I've heard that the reason deep fat fryers for HOME use can't go to 425 (I've heard it mentioned that for the final fry this is best) is because some oils can't take that temperature, and bad results have occurred (and when I say bad results, I'm not talking about the Fries being soggy..........hint - Fire Department).
Comments?
And thanks for the effort you've taken and sharing it with people more lazy than you Karen
I'm happy you've decided to keep Penny happy. That shows you care The rest of us will miss you Karen.
Karen
Well Bob. Clearly Penny is very important to me. I'd probably go with the car oil, if you use the really low end stuff. Anything higher grade will just end up tasting like you're trying too hard. Ya know? They're fries. No sense fancying them up. If worse comes to worse I'd go with lard believe it or not. Actually a combo of lard and vegetable oil would probably be the holy grail of frying. But that's my opinion. Which probably isn't to be trusted. ~ karen!
Tapiwa Banda
WOW! They taste really good! Just hope the electricity bill remains steady because i have a whole bag of potatoes that will be PERFECTLY french fried. Thank you for the yummy tip. :)
Tapiwa Banda
hie, im from malawi, africa. I really admire how the fries look firm. I wish you had pictures of cutting the potatoes though. I cant seem to shape them right with a knife. :(
Karen
Tapiwa - I shaped them special for the pictures. I don't always shape them that perfectly because it takes a long time and you waste quite a bit of potato. To do it you need to cut the potatoes into bit squares so there aren't any round edges on them basically. Then cut them into strips. That way the fries end up being perfectly straight on all ends and sides. If there are any rounded corners they won't look right. Good luck! ~ karen
Mike
Karen.
Your method works. I have recently tried it and created the best chips I've ever cooked. Crispy and golden brown.
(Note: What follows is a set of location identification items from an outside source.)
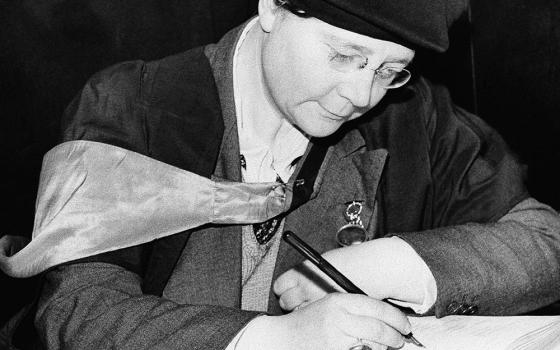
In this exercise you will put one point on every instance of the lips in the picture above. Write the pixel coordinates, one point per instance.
(335, 116)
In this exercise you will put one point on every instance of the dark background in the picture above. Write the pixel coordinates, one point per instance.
(503, 64)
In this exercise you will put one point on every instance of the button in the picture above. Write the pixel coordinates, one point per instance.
(471, 310)
(453, 307)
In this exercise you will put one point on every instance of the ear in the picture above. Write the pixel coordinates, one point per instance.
(268, 11)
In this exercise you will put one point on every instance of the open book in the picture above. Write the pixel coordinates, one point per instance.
(486, 333)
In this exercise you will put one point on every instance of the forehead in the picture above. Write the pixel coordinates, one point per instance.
(344, 39)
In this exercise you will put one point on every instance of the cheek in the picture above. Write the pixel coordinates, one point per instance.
(296, 75)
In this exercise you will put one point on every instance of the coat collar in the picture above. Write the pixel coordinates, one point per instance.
(348, 172)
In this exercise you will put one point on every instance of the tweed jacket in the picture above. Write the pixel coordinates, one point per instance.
(440, 178)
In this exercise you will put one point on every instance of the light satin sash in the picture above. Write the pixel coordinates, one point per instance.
(95, 198)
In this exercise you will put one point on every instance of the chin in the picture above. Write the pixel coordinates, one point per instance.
(320, 132)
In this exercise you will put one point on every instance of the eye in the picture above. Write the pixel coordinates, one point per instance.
(346, 62)
(387, 73)
(340, 58)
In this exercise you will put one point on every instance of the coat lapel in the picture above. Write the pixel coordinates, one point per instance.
(348, 173)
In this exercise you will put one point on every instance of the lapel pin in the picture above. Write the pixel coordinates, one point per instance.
(353, 232)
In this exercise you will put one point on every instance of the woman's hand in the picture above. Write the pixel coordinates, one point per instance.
(336, 321)
(382, 268)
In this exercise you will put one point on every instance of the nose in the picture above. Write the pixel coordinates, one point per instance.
(358, 88)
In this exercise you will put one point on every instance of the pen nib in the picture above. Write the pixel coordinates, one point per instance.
(413, 340)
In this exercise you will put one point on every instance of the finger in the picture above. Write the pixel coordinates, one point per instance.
(292, 298)
(365, 306)
(372, 329)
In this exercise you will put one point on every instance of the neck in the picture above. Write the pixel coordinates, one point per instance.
(256, 102)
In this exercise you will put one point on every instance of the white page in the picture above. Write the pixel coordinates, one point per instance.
(486, 333)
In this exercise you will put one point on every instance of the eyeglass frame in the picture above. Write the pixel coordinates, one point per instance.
(302, 13)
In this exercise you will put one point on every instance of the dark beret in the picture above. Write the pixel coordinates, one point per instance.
(412, 23)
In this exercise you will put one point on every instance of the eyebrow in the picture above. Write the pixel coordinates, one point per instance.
(362, 49)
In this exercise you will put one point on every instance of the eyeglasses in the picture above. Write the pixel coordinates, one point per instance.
(385, 77)
(389, 77)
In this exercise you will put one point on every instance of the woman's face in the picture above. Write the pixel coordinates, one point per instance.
(314, 72)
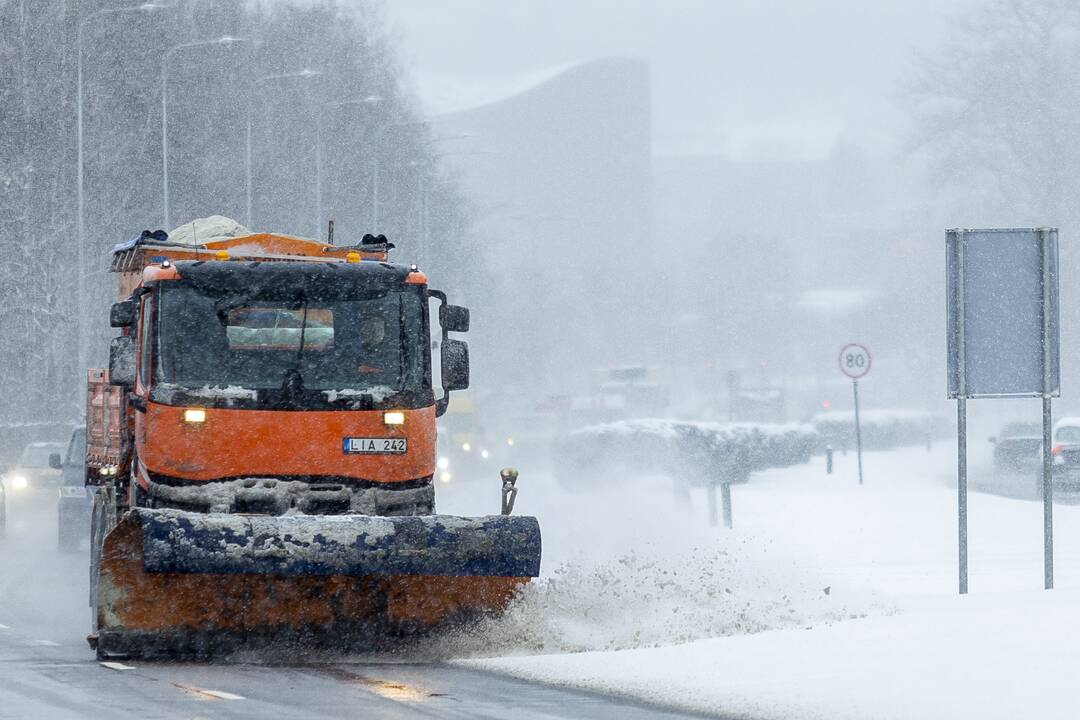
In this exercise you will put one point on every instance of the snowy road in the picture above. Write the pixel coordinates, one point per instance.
(48, 670)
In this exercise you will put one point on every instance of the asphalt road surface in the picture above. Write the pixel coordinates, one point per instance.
(48, 670)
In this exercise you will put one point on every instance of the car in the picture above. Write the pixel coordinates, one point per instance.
(1017, 448)
(32, 472)
(1065, 449)
(75, 502)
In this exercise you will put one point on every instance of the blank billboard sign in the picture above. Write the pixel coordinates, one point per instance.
(1002, 312)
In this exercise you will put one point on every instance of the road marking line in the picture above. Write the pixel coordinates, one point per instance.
(207, 694)
(117, 666)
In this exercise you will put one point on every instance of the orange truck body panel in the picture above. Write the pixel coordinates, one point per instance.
(272, 443)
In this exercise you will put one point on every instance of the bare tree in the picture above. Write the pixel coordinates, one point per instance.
(996, 110)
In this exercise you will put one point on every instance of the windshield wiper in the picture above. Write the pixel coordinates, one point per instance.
(293, 382)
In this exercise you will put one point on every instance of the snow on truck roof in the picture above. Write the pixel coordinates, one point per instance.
(206, 230)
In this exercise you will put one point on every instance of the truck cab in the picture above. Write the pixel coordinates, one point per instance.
(299, 384)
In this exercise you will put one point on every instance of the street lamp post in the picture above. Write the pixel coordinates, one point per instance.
(319, 153)
(80, 191)
(227, 40)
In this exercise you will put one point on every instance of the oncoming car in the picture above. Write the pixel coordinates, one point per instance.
(1065, 449)
(32, 471)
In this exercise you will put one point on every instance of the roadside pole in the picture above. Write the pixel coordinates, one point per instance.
(855, 363)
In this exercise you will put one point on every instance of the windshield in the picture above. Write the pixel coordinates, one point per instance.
(37, 456)
(373, 343)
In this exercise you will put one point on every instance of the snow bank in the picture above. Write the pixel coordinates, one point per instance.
(653, 599)
(701, 452)
(994, 656)
(882, 430)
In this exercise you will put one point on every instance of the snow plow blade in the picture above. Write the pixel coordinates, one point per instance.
(187, 584)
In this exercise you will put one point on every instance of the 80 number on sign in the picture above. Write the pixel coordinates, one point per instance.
(854, 361)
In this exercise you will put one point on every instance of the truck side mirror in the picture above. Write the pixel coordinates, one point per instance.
(454, 318)
(455, 365)
(122, 314)
(122, 362)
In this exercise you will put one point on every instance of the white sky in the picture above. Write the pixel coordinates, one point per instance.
(744, 78)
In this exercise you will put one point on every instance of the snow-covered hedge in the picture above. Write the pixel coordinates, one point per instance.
(882, 430)
(699, 452)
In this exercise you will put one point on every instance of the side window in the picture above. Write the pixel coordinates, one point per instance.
(146, 333)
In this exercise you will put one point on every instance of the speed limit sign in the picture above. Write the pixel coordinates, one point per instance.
(854, 361)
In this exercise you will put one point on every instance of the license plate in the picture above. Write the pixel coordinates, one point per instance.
(375, 445)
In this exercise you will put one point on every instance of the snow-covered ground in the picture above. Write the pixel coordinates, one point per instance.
(828, 599)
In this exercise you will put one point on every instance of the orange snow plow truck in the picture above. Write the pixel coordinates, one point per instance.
(262, 448)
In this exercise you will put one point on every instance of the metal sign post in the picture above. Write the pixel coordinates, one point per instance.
(855, 363)
(1002, 318)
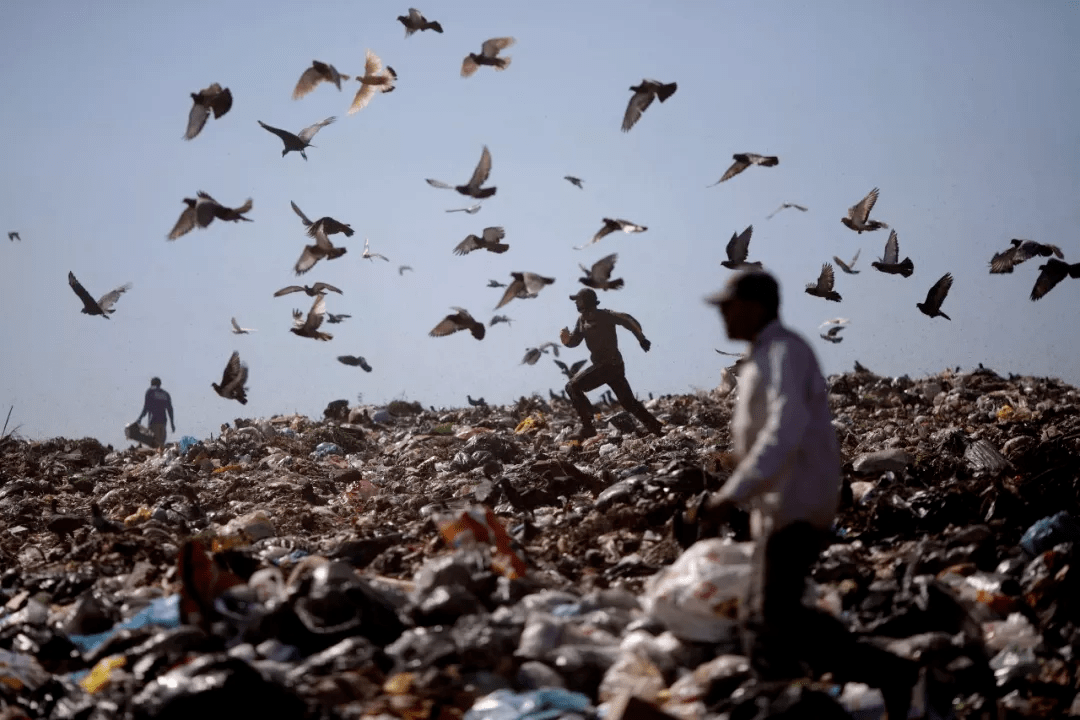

I just used ordinary tatties in veg oil. Keep up your excellent tips.
Karen
Excellent. I'm glad you enjoyed them. ~ karen!
Myrella
Acctually, I've run into much more complicated, time consuming recipes in my lifetime (I'm only 12!)but this one is great! Thankyou!
Karen
Well then, you should give my homemade tortellini en brodo if you're up for a challenge then! Congratulations on your cooking aptitute. And attitude. :) ~ karen
Maxine
Just made them, just ate them. Best ever. I don't have a fryer, just used my wok. Thank you :)
Karen
Good job Maxine. Way to commit to a french fry! :) ~ karen
RustyCindy
In the middle of making the perfect fries I found they are delicious at every stage. We just took them out of boiling water placed in strainer basket and bit the end of one to try. I could eat them all now. No salt or ketchup required. On to the drying rack.!
Matt
Just made these and it really is the best homemade fries I've ever had!
Maria
I would rather punch myself in the vagina than make these.
Mpheza
This worked like a charm. My fries are now perfect. Oh buh sometimes u Don't need to fry them twice if they're fried for a longer time at minimal heat. It works well too.
Josh
YES! I have discovered a recipe for the "Perfect" french fries! the amount of work is no problem for me, even though I only have a deep pan and a will to make these fries.
Karen
Josh - Just be careful using the deep pan. Use a VERY deep pan. A few splashes and your house is up in flames. That might be a bit alarmist, but ... just be careful. ~ karen!